In old days we still had a relatively small cluster. Moreover we've seen no space left on disk error! We bought a brand new cluster. We left the old system which has 4 data nodes and a master node, upgrade it to new system. New system is a little bit bigger which has 16 data nodes 1 master node and 1 secondary node. The main pros in this system is seeing the linear scability. Our jobs has improved. For instance a perl job is taking 212 minutes to 104 minutes.
But new projects keep coming. Next scen is industry-spesific analysis. It's a competitor analysis. There are lots of shopping centers in Istanbul. Customers are viewing their point of view based on age, income, job, sex and so on. A pretty print screen is on left of the slide.
But how should we implement it? As you can imagine, this is urgent request. It has to be done as soon as possible. But output is on the hdfs file. If we do it using perl, it takes time. Do we need to implement the project we've already implemented before using hive or pig? It still takes more time.
Solution comes with hive external partition. We create a table with external partition pointing the output directory.
Next use case is movement index. In this project subscribers journeys is provided to determine an analysis with which they transport between cities via signaling data. In brief summary we need to determine change of city. Product is used by Airline companies, Bus companies, Local government, Survey companies.
We know the base station's coordinates. It can be found closeness of each other using simple euclidean distance. For those who do not remember, the formula is on the slide.
It's simple cross join. You can see the hive query.
Finally, all needs to be done is simple another query right? Everything will be fine, what do you think?
But there is a problem. Hive doesn't find the partition column. But, it's there. What the hell? Are you kidding me?
When you google it, it turns out that is bug related to parquet format. Workaround solution is easy, setting index filter to false. But we can't use file format indexes when it's turned off. Permanent solution is in hive 2.0 so that we had to use it until the next upgrade.

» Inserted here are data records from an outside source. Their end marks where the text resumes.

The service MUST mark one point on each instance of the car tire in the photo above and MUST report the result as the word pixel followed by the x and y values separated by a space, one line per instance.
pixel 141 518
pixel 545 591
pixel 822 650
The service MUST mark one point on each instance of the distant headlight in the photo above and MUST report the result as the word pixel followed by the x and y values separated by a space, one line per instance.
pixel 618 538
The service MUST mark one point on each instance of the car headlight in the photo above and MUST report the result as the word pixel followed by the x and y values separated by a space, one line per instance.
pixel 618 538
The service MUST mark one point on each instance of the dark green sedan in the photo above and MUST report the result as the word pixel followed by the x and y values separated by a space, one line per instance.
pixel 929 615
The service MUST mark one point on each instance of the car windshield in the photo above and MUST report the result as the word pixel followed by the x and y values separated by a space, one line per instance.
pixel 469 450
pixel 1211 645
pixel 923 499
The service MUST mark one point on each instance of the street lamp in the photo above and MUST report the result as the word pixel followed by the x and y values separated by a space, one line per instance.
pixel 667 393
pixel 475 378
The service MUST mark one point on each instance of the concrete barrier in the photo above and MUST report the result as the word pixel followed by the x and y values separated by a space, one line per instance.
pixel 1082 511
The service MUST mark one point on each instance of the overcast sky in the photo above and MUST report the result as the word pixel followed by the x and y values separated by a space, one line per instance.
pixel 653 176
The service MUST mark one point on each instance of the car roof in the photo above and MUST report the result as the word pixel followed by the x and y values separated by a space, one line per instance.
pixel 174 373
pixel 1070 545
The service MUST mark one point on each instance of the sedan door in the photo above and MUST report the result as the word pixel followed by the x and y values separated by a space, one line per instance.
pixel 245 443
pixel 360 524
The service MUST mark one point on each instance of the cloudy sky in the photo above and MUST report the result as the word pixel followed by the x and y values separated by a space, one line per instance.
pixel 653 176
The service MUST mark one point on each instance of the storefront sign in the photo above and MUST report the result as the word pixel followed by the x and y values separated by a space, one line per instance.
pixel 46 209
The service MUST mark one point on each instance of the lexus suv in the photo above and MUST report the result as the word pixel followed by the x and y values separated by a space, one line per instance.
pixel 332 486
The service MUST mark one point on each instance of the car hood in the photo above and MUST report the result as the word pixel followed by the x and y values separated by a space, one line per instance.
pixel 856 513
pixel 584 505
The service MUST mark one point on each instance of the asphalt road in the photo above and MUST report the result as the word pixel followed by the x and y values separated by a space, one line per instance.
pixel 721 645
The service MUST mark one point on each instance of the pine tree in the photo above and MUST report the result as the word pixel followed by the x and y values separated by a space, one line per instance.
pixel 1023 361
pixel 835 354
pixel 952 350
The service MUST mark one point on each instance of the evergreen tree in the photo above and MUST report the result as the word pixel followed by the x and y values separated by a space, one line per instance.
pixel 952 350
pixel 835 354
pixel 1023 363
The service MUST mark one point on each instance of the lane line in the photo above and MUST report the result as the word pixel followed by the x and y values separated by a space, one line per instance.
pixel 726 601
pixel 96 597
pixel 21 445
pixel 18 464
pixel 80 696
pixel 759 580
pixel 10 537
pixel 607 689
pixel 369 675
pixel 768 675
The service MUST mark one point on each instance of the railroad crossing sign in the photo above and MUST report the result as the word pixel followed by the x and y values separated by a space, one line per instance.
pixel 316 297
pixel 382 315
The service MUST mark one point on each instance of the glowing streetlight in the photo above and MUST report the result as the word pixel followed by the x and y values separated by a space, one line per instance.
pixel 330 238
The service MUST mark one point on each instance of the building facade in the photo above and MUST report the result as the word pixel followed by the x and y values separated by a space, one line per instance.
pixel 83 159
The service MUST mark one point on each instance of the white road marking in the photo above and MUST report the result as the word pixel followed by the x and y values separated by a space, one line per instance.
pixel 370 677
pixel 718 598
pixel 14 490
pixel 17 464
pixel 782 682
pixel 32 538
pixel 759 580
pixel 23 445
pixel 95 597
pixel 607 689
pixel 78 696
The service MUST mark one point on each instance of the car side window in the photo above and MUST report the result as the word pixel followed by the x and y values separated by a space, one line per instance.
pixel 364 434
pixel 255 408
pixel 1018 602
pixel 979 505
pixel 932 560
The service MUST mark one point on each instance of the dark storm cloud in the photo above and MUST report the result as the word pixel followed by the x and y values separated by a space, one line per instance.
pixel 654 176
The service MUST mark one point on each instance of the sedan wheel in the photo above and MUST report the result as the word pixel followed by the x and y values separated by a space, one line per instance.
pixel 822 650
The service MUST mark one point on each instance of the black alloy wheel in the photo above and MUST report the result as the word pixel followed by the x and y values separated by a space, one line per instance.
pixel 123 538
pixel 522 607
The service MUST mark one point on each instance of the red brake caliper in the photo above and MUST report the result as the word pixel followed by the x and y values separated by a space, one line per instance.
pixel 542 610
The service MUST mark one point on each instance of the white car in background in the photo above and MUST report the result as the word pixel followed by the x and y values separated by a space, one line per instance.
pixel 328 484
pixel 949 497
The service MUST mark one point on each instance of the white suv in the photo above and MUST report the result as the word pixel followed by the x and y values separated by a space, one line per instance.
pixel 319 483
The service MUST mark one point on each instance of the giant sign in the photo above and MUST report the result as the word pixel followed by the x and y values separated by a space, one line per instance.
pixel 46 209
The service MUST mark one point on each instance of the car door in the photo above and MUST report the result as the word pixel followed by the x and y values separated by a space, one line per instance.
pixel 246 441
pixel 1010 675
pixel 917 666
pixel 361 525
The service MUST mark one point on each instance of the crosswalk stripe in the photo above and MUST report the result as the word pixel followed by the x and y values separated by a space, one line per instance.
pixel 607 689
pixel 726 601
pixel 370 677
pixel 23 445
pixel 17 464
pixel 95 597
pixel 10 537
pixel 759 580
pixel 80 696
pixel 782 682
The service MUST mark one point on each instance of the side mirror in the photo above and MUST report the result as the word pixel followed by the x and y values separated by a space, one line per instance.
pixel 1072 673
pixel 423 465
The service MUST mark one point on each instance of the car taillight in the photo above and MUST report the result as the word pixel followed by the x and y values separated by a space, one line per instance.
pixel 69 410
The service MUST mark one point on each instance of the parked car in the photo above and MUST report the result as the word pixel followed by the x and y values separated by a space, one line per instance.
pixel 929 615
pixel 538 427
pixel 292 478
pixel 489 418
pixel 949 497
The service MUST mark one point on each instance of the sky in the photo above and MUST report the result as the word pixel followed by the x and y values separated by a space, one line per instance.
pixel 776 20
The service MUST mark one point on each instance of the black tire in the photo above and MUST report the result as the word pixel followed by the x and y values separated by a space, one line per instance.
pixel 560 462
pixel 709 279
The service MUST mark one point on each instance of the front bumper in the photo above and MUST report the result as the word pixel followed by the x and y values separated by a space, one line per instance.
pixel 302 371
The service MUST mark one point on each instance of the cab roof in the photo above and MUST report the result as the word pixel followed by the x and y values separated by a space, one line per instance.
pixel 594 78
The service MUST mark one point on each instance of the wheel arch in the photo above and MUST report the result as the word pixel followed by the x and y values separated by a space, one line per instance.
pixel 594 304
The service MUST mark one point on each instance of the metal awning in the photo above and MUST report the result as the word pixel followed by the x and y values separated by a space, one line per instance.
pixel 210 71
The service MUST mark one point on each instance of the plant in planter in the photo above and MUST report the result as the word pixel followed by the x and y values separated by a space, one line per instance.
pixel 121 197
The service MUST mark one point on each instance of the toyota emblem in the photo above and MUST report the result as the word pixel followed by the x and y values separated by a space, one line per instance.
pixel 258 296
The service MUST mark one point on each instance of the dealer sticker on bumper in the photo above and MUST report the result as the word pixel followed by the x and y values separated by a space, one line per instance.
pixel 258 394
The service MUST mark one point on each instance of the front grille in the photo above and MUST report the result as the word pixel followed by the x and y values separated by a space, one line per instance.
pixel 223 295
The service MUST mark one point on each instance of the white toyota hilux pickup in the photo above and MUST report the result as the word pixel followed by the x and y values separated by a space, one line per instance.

Is it enough? Hell no, there are lots of ongoing projects.
Movement prediction which is predicting the subscriber's location.
Real time location analysis with historic data. Customers want to query the subscriber’s who is in Shopping Mall 15 minutes and also have been before about 1 month ago.
We're trying Hadoop on SQL tools such as Spark SQL, Impala for ad-hoc query.
This is a teamwork. I thank my other collogues Caner and Uğur for their help.
That's all. Thank you very much for listening to me.